Friday, August 20, 2010

Local, schmocal

The New York Times ran my Op-Ed today about the fallacies of the "local food" movement. As I noted in the lede, nobody beats me in the eating-local department: here on Black Sheep Farm we raise our own lambs plus most of our vegetables for three seasons of the year. There's undeniable advantages in freshness, variety, and preservation of open space that accrues from local agriculture.

The problem is the way the food gurus have turned the whole "locavore" thing into one of those doctrinaire, authoritarian, and joyless religions that all too often make environmentalists their own worst enemies.
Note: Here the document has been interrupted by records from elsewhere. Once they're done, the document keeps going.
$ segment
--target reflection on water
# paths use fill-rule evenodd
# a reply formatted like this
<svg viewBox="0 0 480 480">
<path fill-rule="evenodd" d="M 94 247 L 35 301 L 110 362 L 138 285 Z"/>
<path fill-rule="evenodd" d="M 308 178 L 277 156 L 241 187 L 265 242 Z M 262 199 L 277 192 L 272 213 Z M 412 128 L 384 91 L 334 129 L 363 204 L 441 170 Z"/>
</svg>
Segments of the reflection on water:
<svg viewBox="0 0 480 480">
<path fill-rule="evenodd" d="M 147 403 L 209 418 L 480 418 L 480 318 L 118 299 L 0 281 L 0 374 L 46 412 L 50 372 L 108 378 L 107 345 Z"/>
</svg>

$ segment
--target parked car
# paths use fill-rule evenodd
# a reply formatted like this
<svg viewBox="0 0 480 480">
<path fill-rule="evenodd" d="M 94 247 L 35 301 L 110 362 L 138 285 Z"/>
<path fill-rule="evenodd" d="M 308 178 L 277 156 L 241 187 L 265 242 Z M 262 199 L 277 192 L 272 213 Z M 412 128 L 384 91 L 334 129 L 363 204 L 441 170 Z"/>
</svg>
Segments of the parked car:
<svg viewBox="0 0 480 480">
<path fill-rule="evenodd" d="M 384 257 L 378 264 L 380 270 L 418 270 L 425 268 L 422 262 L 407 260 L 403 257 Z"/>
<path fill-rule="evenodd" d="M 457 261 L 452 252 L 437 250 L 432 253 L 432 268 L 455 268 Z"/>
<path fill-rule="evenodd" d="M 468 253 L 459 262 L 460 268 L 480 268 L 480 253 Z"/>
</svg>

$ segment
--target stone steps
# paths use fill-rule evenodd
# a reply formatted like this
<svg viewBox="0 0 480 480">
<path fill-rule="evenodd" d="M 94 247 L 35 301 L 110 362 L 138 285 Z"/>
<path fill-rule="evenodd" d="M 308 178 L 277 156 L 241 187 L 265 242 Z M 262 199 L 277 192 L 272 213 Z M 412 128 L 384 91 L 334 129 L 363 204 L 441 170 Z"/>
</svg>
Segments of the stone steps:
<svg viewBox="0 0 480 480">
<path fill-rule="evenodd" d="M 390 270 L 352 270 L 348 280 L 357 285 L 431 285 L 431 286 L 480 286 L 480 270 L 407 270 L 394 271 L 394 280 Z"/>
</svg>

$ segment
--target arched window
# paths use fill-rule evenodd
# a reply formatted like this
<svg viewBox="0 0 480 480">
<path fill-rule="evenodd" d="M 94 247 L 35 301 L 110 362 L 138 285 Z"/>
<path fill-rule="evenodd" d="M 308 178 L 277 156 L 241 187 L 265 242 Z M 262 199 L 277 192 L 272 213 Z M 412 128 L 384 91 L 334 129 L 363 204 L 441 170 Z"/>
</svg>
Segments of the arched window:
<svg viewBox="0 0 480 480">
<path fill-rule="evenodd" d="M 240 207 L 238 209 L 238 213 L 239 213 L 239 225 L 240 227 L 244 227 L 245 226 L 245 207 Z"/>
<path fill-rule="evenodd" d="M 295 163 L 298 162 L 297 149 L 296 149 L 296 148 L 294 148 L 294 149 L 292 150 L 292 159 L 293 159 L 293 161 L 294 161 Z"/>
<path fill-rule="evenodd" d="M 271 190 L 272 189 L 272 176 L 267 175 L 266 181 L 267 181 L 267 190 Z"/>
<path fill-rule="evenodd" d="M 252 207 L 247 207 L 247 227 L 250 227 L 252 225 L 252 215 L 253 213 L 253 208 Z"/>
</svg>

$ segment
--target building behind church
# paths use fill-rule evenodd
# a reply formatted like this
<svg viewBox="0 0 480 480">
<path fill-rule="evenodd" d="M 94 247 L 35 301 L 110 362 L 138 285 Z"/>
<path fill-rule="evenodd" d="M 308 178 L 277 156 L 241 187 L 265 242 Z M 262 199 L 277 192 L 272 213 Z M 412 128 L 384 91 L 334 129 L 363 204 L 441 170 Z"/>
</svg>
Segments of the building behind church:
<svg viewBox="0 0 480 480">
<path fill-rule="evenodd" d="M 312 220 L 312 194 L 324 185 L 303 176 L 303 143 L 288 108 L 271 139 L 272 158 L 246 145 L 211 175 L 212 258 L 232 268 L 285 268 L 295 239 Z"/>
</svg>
Their first mistake is one of proportion and context. As I pointed out in my piece, transportation is in fact a trivial component of the total energy inputs that go into our food system. (Among the greatest energy hogs: your home refrigerator.) You may have heard environmental oracle Bill McKibben claim that it takes 97 fossil fuel calories to bring one food calorie of iceberg lettuce across the country. But that's the total energy needed to grow that lettuce, from seed to dinner table. Of that 97 (actually it's probably more like 70) calories, only 1 or 2  was used to haul that lettuce across the country in a train or tractor-trailer. For the same energy expenditure it takes your local organic farmer to haul a load of produce 20 miles from his farm to the farmers' market in a pickup truck, you can send that same amount of food across the whole country in a freight train. Here's the breakdown of energy consumption in the U.S. food system, courtesy of the University of Michigan Center for Sustainable Systems:

The larger point is that not only is it not really bad to eat non-local food: eating food from a long way off is often the single best thing you can do for the environment, as counterintuitive as that sounds. The relative pittance of energy we expend on "industrial" agriculture (agricultural production consumes just 2% of total U.S. energy use) pays huge environmental dividends which the organic and local gurus always ignore: intensive farming via chemical fertilizer and machinery have spared literally hundreds of millions of acres for nature that would otherwise have come under the plow. (For a brilliant analysis of this, see the study by Paul Waggoner of the Connecticut Agricultural Experiment Station, a member of the National Academy of Sciences and one of the clearest thinkers on the subject of agriculture and land use.) So two cheers for that California lettuce.

More seriously: environmentalism ought to be about pragmatism, not dogmatism.